Now one man was dead, several horses were hurt, a Ranger had an arrow in his leg, Zeke Moody had just foolishly ridden off, and no one had any idea how many Indians they faced. There were several on the mountain and at least two on the plain, one of them Buffalo Hump, no mean opponent. But there could be forty, or even more than forty. In his hurry to get to the mountain he had paid no attention to signs. At least Matilda and Sam had not been cut off. The fact that they had survived probably meant they weren’t dealing with a large party. The loss of the ammunition that was on the other pack mule was a grievous loss, though.

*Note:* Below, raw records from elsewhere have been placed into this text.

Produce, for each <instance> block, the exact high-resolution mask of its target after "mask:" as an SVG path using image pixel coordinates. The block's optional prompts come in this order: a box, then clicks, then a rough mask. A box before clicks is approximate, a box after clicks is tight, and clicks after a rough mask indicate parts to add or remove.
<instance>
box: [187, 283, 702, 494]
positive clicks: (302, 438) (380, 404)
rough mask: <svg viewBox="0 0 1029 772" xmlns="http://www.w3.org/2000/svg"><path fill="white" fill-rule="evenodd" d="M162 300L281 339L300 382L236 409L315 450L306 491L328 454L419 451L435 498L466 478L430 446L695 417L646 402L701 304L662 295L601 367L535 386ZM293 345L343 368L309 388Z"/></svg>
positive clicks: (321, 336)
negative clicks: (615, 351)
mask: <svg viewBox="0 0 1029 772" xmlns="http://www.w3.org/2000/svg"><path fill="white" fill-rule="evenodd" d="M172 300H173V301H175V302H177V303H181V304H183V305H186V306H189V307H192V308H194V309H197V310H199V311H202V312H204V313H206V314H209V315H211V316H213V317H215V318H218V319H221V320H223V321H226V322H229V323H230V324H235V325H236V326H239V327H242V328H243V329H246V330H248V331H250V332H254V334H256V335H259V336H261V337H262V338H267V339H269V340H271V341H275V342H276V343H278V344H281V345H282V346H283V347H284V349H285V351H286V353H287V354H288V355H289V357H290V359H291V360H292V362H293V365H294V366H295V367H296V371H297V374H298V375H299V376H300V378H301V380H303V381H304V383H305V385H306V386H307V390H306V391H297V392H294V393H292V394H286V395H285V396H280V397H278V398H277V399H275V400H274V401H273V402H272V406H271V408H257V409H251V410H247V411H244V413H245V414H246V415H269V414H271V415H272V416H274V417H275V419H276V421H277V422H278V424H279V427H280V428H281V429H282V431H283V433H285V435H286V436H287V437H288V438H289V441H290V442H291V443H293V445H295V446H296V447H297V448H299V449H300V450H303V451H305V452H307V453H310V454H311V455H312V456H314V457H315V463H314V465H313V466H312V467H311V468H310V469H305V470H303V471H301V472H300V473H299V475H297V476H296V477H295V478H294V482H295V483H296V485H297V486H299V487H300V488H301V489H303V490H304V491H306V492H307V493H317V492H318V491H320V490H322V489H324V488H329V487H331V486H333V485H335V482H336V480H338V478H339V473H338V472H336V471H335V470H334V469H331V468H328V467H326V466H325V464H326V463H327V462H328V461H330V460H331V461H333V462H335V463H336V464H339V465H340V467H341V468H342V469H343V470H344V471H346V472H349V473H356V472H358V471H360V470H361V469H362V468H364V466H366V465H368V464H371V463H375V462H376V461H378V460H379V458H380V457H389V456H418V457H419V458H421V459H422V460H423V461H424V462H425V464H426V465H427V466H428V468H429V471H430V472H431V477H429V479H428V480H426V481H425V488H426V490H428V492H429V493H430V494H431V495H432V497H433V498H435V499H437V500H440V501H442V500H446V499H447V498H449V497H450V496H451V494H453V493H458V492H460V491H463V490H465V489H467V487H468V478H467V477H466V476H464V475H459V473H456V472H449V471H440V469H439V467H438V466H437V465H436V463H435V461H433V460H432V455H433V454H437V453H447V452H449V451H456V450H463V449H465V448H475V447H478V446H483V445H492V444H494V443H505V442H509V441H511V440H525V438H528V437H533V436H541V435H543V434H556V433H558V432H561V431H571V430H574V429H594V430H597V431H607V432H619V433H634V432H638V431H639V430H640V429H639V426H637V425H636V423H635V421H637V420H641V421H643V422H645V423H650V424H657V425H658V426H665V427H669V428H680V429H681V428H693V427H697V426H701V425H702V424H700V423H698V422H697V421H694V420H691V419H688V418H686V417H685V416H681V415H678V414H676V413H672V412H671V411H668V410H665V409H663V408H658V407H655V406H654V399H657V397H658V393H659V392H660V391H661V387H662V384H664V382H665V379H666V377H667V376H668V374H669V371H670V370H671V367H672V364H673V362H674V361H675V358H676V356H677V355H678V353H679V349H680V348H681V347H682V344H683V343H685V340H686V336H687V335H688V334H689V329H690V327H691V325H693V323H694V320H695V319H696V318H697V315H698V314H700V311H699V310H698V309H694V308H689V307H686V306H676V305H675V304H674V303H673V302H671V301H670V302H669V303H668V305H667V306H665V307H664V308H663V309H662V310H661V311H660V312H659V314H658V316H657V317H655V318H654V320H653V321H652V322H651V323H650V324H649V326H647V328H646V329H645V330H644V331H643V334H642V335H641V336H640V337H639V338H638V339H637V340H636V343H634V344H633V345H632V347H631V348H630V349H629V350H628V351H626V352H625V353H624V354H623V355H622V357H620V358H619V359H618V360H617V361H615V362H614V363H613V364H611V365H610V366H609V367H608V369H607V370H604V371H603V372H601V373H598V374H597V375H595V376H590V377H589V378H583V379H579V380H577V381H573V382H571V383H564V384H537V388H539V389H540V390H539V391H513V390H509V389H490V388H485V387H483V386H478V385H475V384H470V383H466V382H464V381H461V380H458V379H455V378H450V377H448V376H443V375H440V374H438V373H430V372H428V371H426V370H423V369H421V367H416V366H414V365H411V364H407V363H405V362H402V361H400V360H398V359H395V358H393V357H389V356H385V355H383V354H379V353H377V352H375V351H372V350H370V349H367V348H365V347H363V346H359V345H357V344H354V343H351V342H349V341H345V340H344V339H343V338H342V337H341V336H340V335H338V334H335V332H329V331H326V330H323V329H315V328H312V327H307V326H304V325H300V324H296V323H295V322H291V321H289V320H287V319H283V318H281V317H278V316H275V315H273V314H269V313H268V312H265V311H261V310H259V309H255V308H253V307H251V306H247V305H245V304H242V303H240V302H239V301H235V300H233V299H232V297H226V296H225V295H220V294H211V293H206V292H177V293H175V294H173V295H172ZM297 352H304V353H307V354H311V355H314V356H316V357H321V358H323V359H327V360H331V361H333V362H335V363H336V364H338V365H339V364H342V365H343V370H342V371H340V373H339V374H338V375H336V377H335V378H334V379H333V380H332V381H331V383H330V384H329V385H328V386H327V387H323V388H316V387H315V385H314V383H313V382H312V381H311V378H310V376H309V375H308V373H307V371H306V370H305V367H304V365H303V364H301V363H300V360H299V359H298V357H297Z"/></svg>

The next worry was Ezekiel Moody, who was still loping off to locate the body of his friend. Bigfoot knew that Zeke would soon be dead or captured, unless he was very lucky.
“Damn that boy, they’ll take him for sure,” the Major said. All the Rangers, plus Matilda and Sam, were huddled in the little patch of sage. Shadrach saw the gull
y where Buffalo Hump had tethered his horse and found the bloody trail he had made when he dragged Josh Corn’s body. Gus McCrae had the dry heaves. He could not stop retching. The sight of the Indian with the great hump reminded him of his own terrified flight; the smell of Josh Corn’s blood caused his stomach to turn over and over, like a churn. Gus knew that Buffalo Hump had almost caught him—the sight of Josh’s blood-streaked body showed him clearly what his fate would have been had the lance that struck his hip been thrown a little more accurately. A yard or so difference in the footrace, and he would have been as dead as Josh.
Gus finally got to his feet and stumbled a little distance from the blood; he needed to steady himself so he could shoot if the Comanches launched an attack.
Major Chevallie felt that he had decided foolishly—he should have followed his first instinct and headed east. More and more he regretted not taking his chances with the Baltimore judge.
Now he was caught in an exposed place, with only a shallow gully for cover and an unknown number of savages in opposition. Their best hope lay in the skills of the two scouts. Shadrach was calm, if annoyed, and Bigfoot was flustered, no doubt because he knew he was responsible for getting them into such a fix. His superior eyesight had not been superior enough to detect the trick and prevent the race.
The chaos involved in fighting such Indians bothered Randall Chevallie more than anything. In Virginia or even Pennsylvania, if quarrels arose, a man usually knew who he was fighting and how to proceed. But in the West, with a few puny men caught between vast horizons, it was different. The Indians always knew the country better than the white men; they knew how to use it, to hide in it, to survive in it in places where a white man would have no chance. No man in Virginia would ride around with a naked, bloody corpse bouncing around on the rump of his horse. No one in Virginia or Pennsylvania would yell as Buffalo Hump had yelled.
There was another shot from the hidden rifleman on the plain, and Zeke Moody’s horse went down.